The diagram below shows the classification of issues.

Green is normal operating state.
Yellow is an event that reoccurs frequently but is normal for your system. It can be, for example, a slow disk event that relates to a non-mission critical device. These events are unhealthy but no alerting is necessary.
Red is an event that does affect the normal operation and triggers an alert.

The goal of the evaluation process is to classify an incoming event as yellow or red.

The evaluation process is independent for every event type and every monitored entity. For example, if we receive multiple events or events with long durations for the same event type and monitored entity within a reference period, the events will be evaluated together and contribute to the frequent issue detection. In this case, new events for the same event type and monitored entity will also be considered as frequent.

The evaluation begins with two sets of historic events:

Events for the last 24 hours
Events for the last 7 days

And goes as follows:

The 24-hours set is sorted in two ways:
- Duration (shortest to longest)
- Severity (less to more severe)
When a new event arrives, it is placed in proper position in each of these sorted sets.
From each initial sorted set, a subset is created, consisting of events to the right of the new event (that is, longer and more severe).
A reference set is created, consisting of events that appear in both of these two subsets.
1. The size of the reference set is calculated as the number of events in the reference set.
2. The duration of the reference set is calculated as the sum of the durations of the events in the reference set.
The same reference set is created from the 7-days set.
The following criteria are evaluated:
- If the size of the 24-hours reference set equals or is greater than 3, the condition is resolved as yellow. Otherwise it is resolved as red.
- If the duration of the 24-hours reference set is equal to or greater than 50% of 24 hours (12 hours = 720 minutes = 43,200 seconds), the condition is resolved as yellow. Otherwise it is resolved as red.
- If the size of the 7-days reference set is equal to or greater than 7, the condition is resolved as yellow. Otherwise it is resolved as red.
- If the duration of the 7-days reference set is equal to or greater than 30% of 7 days (50.4 hours = 3,024 minutes = 181,440 seconds), the condition is resolved as yellow. Otherwise it is resolved as red.
If at least one condition is resolved as yellow, the event is classified is yellow.
Otherwise it is classified as red and an alert is triggered.

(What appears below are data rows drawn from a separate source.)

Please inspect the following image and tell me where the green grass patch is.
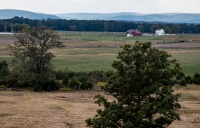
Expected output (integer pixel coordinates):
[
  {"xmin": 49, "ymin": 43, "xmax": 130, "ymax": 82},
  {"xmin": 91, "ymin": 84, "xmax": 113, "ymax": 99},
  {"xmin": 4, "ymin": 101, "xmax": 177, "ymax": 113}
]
[{"xmin": 1, "ymin": 32, "xmax": 200, "ymax": 74}]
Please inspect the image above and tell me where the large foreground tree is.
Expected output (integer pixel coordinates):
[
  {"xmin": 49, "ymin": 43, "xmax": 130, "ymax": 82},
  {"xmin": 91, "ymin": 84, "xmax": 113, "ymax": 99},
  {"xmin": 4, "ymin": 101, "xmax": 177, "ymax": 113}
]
[
  {"xmin": 86, "ymin": 42, "xmax": 181, "ymax": 128},
  {"xmin": 8, "ymin": 26, "xmax": 64, "ymax": 90}
]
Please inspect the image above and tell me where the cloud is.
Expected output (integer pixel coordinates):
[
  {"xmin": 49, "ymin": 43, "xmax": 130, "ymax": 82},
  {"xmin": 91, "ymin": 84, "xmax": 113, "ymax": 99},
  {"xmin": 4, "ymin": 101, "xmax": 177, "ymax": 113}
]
[{"xmin": 0, "ymin": 0, "xmax": 200, "ymax": 14}]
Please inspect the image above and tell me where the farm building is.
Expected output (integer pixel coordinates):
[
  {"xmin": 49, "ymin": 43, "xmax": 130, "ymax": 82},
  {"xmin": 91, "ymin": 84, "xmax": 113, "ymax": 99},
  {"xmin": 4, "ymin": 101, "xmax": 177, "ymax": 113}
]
[
  {"xmin": 155, "ymin": 29, "xmax": 165, "ymax": 35},
  {"xmin": 126, "ymin": 29, "xmax": 142, "ymax": 36}
]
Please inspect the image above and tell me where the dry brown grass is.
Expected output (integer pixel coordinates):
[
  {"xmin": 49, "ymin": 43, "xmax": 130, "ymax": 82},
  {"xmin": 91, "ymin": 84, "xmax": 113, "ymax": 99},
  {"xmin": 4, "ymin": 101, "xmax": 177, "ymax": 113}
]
[
  {"xmin": 0, "ymin": 87, "xmax": 200, "ymax": 128},
  {"xmin": 0, "ymin": 90, "xmax": 112, "ymax": 128},
  {"xmin": 169, "ymin": 85, "xmax": 200, "ymax": 128}
]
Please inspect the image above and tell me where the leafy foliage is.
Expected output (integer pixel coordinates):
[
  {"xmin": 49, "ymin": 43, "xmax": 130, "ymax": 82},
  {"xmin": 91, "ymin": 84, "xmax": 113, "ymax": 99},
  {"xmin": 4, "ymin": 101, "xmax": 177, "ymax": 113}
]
[
  {"xmin": 8, "ymin": 26, "xmax": 64, "ymax": 91},
  {"xmin": 86, "ymin": 42, "xmax": 181, "ymax": 128},
  {"xmin": 0, "ymin": 61, "xmax": 9, "ymax": 85}
]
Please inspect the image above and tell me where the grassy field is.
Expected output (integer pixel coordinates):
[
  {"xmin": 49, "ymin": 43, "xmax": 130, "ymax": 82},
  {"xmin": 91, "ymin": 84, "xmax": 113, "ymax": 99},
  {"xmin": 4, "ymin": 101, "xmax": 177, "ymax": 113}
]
[
  {"xmin": 0, "ymin": 32, "xmax": 200, "ymax": 75},
  {"xmin": 0, "ymin": 86, "xmax": 200, "ymax": 128},
  {"xmin": 1, "ymin": 32, "xmax": 200, "ymax": 127}
]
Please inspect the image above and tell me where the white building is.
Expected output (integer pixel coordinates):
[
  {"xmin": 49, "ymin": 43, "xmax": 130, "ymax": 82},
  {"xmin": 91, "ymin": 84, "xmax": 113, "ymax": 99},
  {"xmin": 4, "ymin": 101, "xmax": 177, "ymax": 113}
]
[{"xmin": 155, "ymin": 29, "xmax": 165, "ymax": 35}]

After initial evaluation, every yellow event is evaluated again with a 1-minute interval until it shifts to red or is deactivated.

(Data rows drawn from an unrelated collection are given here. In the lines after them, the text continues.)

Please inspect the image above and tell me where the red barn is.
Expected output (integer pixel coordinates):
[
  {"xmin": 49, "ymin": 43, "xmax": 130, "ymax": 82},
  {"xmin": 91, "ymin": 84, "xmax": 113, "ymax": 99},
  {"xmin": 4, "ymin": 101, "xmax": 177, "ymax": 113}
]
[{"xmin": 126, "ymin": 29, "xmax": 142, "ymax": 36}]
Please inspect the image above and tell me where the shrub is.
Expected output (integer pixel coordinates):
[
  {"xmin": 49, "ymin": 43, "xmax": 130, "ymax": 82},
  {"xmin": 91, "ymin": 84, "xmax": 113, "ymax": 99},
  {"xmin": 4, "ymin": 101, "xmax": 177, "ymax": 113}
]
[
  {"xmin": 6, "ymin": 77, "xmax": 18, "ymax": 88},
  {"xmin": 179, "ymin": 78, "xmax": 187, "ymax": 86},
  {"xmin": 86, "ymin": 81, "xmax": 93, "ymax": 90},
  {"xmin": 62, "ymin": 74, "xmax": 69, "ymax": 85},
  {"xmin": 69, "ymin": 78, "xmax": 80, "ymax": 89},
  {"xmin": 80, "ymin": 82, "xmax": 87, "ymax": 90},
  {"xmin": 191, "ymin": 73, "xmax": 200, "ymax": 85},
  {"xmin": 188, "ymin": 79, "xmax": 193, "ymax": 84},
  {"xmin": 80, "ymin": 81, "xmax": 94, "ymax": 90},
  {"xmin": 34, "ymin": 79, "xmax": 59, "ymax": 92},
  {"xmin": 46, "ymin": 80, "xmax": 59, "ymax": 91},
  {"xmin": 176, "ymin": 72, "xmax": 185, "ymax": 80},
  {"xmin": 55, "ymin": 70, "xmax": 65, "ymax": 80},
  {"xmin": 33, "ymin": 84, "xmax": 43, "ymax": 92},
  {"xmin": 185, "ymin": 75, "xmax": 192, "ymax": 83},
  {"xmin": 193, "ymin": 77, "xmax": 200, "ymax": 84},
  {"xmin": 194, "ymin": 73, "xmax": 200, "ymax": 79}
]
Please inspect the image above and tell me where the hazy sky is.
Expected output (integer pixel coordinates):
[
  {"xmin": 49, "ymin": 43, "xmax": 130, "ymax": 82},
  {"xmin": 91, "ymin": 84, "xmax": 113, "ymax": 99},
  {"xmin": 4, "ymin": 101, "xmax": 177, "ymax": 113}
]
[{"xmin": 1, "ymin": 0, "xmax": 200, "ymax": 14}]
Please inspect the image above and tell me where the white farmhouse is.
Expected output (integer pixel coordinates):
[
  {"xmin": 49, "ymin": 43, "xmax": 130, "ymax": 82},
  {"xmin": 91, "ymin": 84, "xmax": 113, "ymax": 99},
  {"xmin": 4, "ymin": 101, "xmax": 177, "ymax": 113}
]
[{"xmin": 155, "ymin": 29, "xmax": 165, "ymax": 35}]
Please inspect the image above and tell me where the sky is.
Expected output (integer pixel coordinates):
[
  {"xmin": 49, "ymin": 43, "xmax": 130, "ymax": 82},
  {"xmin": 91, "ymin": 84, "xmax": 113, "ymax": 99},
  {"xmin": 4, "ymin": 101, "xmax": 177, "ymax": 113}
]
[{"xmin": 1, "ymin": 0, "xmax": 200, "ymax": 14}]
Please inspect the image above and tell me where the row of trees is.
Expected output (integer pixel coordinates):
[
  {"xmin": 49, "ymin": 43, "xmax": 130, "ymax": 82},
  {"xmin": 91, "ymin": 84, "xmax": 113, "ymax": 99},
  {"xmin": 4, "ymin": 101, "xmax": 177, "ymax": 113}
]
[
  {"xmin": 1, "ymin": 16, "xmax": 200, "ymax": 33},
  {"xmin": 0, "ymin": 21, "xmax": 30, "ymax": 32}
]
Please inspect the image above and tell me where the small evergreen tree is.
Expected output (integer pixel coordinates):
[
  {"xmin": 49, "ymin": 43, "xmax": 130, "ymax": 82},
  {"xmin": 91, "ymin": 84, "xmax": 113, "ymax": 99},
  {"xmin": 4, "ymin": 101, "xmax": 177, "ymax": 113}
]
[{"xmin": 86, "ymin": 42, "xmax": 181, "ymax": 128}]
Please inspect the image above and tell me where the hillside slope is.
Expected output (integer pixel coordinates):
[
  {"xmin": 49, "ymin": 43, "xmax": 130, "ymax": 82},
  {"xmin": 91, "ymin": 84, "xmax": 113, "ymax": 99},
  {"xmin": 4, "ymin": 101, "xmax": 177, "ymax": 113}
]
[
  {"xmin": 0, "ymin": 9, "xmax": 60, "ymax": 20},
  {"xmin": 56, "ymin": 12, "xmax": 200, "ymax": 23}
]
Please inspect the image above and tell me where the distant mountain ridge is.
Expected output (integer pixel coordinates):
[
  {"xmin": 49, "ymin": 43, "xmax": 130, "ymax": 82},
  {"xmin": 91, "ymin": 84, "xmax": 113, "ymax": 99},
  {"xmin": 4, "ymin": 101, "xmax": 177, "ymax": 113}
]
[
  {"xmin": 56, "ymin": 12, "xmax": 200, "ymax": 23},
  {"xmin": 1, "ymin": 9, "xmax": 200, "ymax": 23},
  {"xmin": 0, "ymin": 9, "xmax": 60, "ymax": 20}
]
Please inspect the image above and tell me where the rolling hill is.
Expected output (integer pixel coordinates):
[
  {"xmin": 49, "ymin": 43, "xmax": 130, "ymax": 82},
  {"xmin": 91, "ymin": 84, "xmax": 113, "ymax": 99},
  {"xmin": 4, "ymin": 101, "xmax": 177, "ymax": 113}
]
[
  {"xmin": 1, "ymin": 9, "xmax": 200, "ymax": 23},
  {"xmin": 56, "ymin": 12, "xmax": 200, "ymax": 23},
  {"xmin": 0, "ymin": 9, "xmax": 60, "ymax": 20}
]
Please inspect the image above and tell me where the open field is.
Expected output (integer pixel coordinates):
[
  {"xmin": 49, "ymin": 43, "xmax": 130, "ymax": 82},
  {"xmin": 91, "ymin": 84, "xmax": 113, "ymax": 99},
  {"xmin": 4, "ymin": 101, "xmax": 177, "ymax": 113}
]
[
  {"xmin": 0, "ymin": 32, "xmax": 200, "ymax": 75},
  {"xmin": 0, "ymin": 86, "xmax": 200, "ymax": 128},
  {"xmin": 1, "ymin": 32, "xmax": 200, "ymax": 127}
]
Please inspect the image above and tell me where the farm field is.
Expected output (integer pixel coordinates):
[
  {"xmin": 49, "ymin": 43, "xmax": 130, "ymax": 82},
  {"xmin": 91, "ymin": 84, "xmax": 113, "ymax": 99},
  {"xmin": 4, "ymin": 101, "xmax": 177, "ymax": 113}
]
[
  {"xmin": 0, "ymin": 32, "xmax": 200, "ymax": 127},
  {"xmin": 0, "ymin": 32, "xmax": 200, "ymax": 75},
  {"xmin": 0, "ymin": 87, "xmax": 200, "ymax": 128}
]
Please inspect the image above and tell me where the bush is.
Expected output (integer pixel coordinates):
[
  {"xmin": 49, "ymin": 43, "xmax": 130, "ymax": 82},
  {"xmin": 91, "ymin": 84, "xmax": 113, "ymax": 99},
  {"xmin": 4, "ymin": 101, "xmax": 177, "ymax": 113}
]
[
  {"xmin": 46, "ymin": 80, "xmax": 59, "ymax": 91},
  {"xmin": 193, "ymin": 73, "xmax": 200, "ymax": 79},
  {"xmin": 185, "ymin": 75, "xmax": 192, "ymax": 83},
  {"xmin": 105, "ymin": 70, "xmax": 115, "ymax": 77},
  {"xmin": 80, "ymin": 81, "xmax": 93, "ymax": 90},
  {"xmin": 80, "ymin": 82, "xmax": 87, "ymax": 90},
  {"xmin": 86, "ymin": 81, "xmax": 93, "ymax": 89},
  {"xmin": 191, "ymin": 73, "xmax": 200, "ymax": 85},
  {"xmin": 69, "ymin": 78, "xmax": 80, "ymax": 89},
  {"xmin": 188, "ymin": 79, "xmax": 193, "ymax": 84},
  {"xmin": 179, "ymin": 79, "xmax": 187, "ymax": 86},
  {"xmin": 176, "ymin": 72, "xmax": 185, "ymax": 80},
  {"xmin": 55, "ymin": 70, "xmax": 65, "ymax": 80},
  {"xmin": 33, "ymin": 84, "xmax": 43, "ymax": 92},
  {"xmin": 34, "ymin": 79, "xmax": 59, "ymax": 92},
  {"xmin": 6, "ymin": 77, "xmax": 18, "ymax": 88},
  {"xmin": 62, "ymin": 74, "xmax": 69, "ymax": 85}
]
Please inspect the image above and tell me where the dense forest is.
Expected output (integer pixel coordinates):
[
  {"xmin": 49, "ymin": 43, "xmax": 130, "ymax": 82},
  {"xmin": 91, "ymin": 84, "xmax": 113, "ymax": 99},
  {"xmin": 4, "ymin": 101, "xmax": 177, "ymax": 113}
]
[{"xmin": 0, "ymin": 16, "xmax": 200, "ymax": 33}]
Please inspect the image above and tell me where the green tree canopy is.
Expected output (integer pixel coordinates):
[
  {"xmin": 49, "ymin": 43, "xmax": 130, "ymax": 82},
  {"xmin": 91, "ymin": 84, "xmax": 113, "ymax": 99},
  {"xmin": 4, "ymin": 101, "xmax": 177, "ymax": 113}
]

See the expandable section below for an example of the evaluation process.

Example

For the sake of simplicity, this example only considers the 24-hours set. In this example the event type is CPU saturation on a host.

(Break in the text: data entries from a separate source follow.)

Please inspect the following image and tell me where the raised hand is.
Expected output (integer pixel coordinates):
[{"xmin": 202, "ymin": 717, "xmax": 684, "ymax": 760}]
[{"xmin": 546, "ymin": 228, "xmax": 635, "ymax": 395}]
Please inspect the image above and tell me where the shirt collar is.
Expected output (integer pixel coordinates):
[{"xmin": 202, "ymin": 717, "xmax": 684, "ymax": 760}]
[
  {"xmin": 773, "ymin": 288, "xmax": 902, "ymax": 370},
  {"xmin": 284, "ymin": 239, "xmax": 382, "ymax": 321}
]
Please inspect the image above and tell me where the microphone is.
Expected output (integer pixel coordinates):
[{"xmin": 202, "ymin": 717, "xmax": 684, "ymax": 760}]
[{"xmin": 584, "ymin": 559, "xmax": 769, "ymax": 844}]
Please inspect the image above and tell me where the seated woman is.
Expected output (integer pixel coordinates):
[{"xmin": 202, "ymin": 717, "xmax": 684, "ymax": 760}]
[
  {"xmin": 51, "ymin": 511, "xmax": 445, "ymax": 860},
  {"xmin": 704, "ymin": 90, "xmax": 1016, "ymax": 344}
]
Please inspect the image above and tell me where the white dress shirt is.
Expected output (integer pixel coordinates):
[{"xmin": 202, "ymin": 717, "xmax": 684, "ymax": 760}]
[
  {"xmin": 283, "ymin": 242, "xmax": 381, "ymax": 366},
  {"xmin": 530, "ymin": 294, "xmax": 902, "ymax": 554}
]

Historic events for the last 24 hours have the following durations and severities:

Event₁—45 seconds, 95.5%
Event₂—15 seconds, 99%
Event₃—35 seconds, 98%
Event₄—30 seconds, 97%
Event₅—60 seconds, 96%

The sorted sets look like this:

Duration: {Event₂, Event₄, Event₃, Event₁, Event₅}
Severity: {Event₁, Event₅, Event₄, Event₃, Event₂}

A new event arrives: Event_NEW—28 seconds, 95%. It takes the following positions in sorted sets:

Duration: {Event₂, Event_NEW, Event₄, Event₃, Event₁, Event₅}
Severity: {Event_NEW, Event₁, Event₅, Event₄, Event₃, Event₂}

The subsets, consisting of the events to the right, look like this:

Duration: {Event₄, Event₃, Event₁, Event₅}
Severity: {Event₁, Event₅, Event₄, Event₃, Event₂}

The following events appear in both subsets and form the refence set: {Event₁, Event₃, Event₄, Event₅}.

The size of the reference set is 4. The condition is resolved as yellow.
The duration of the reference set is 170 seconds. The condition is resolved as red.

There is one yellow condition, therefore the Event_NEW is classified as yellow and doesn't trigger an alert.